Financiamento pelo SUS

Pacientes com problemas nas próteses de silicone para seios da marca francesa PIP podem procurar atendimento no Sistema Único de Saúde (SUS).

Em caso de problemas ou risco à saúde da mulher, a rede pública vai financiar a retirada ou troca da prótese.

De acordo com o Ministério da Saúde, qualquer mulher com problema na prótese mamária, de qualquer marca, pode buscar o atendimento no SUS.

O atendimento não é exclusivo para as portadoras do implante com a prótese PIP.

Problema de saúde

A pasta destaca que a remoção ou troca da prótese só poderá ser feita se indicada por um médico conveniado ao SUS e se o implante apresentar problema ou colocar em risco a saúde da paciente.

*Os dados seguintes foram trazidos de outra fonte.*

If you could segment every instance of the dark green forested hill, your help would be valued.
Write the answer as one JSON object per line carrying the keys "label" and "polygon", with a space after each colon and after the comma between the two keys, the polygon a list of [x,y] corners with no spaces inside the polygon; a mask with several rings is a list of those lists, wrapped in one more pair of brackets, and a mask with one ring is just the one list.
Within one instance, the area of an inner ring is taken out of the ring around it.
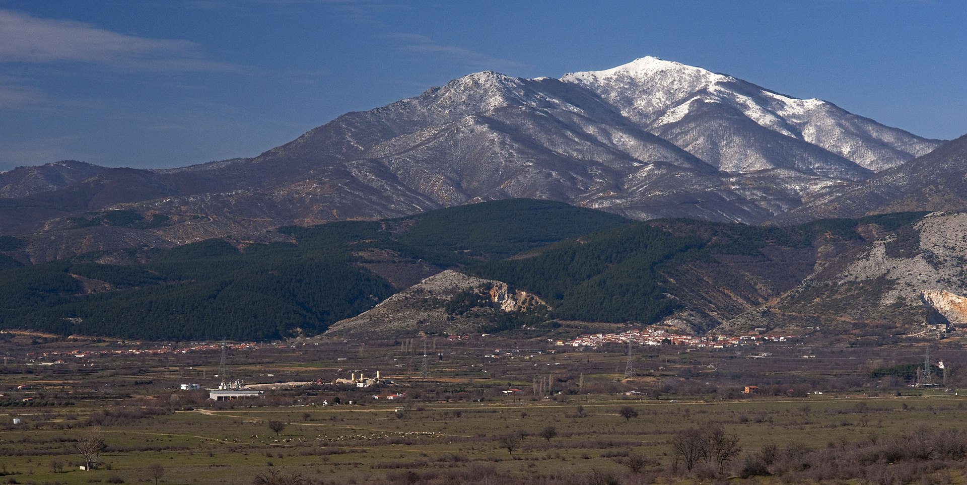
{"label": "dark green forested hill", "polygon": [[518,199],[375,222],[286,227],[295,243],[243,249],[212,240],[118,266],[92,257],[20,267],[0,261],[0,327],[147,339],[271,339],[324,331],[395,289],[355,264],[369,247],[444,267],[628,223]]}
{"label": "dark green forested hill", "polygon": [[98,255],[37,266],[8,258],[0,259],[0,328],[147,339],[316,334],[396,293],[400,286],[383,275],[409,265],[531,292],[551,308],[542,318],[647,325],[674,313],[701,331],[782,296],[817,267],[837,268],[827,263],[868,238],[910,233],[913,241],[922,215],[793,227],[631,222],[517,199],[283,227],[285,242],[145,250],[131,265],[98,263]]}

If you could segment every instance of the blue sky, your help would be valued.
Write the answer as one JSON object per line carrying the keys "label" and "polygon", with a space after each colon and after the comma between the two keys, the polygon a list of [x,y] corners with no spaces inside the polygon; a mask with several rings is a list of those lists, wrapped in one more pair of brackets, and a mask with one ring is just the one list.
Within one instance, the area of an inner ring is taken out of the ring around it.
{"label": "blue sky", "polygon": [[470,72],[645,55],[953,138],[965,20],[962,0],[0,0],[0,170],[251,157]]}

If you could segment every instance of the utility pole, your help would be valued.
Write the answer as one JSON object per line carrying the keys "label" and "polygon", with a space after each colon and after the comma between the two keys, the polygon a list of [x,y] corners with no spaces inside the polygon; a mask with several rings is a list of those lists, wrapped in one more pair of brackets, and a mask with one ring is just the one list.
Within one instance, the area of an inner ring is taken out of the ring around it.
{"label": "utility pole", "polygon": [[426,360],[426,337],[424,337],[424,364],[423,364],[423,378],[426,379],[426,366],[429,362]]}
{"label": "utility pole", "polygon": [[634,366],[631,364],[633,355],[631,354],[631,342],[628,342],[628,362],[625,363],[625,378],[630,378],[634,375]]}
{"label": "utility pole", "polygon": [[221,359],[219,360],[219,377],[222,382],[225,380],[225,373],[228,371],[225,369],[225,360],[227,360],[227,350],[225,350],[225,340],[221,339]]}
{"label": "utility pole", "polygon": [[926,354],[923,354],[923,379],[920,383],[921,387],[924,385],[933,385],[933,371],[930,369],[930,348],[926,348]]}

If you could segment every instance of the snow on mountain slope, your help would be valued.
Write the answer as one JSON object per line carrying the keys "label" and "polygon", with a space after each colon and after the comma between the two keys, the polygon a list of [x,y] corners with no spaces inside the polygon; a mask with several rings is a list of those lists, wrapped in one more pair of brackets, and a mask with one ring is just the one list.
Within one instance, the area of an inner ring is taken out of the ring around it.
{"label": "snow on mountain slope", "polygon": [[[666,129],[668,125],[680,123],[692,110],[701,109],[704,104],[719,103],[735,109],[742,117],[761,128],[819,147],[859,167],[873,171],[896,166],[924,155],[940,143],[853,115],[827,101],[782,96],[732,76],[655,57],[643,57],[605,71],[565,74],[561,80],[598,93],[625,116],[656,134]],[[721,137],[720,134],[709,136]],[[715,140],[698,144],[707,148],[702,154],[692,152],[700,158],[703,155],[713,158],[733,157],[716,148],[719,143]],[[816,157],[817,165],[828,164],[835,159],[822,154],[806,154],[801,148],[794,148],[804,147],[802,144],[789,141],[785,145],[786,148],[778,150],[776,156]],[[775,157],[758,154],[752,160],[747,160],[745,166],[706,161],[725,171],[756,170],[764,168],[764,165],[781,166],[774,164],[771,158]]]}
{"label": "snow on mountain slope", "polygon": [[86,241],[71,222],[83,211],[165,215],[152,236],[180,244],[509,197],[762,223],[937,144],[654,57],[560,79],[483,71],[346,113],[250,158],[109,176],[92,166],[99,175],[83,178],[59,166],[0,174],[0,220],[11,222],[0,233],[62,254]]}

A rede pública, explica o ministério, não faz cirurgias de implantes mamários para fins estéticos, ou seja, apenas para aumentar o tamanho dos seios.

No último ano, foram usadas 1.326 próteses PIP em cirurgias reparadoras ou reconstrutiva de mama nos serviços públicos de saúde.

Mais de 84% delas nas regiões Sul e Sudeste, conforme dados fornecidos pelo Instituto Nacional do Câncer (Inca), com base no banco de dados nacional do ministério. Cada hospital escolhe e é responsável pela compra dos implantes.

Silicone industrial

A recomendação do ministério, assim como da Agência Nacional de Vigilância Sanitária (Anvisa), é que pacientes com implante da Poly Implant Protheses (PIP) procurem o médico ou o hospital onde foi operada para avaliar as condições da prótese.

O governo da França aconselhou 30 mil mulheres a remover os implantes. Autoridades sanitárias do país informaram que a empresa usou silicone não autorizado na fabricação dos produtos, como gel industrial.

Nesses casos, o risco da prótese romper ou vazar é maior em comparação ao de outras marcas.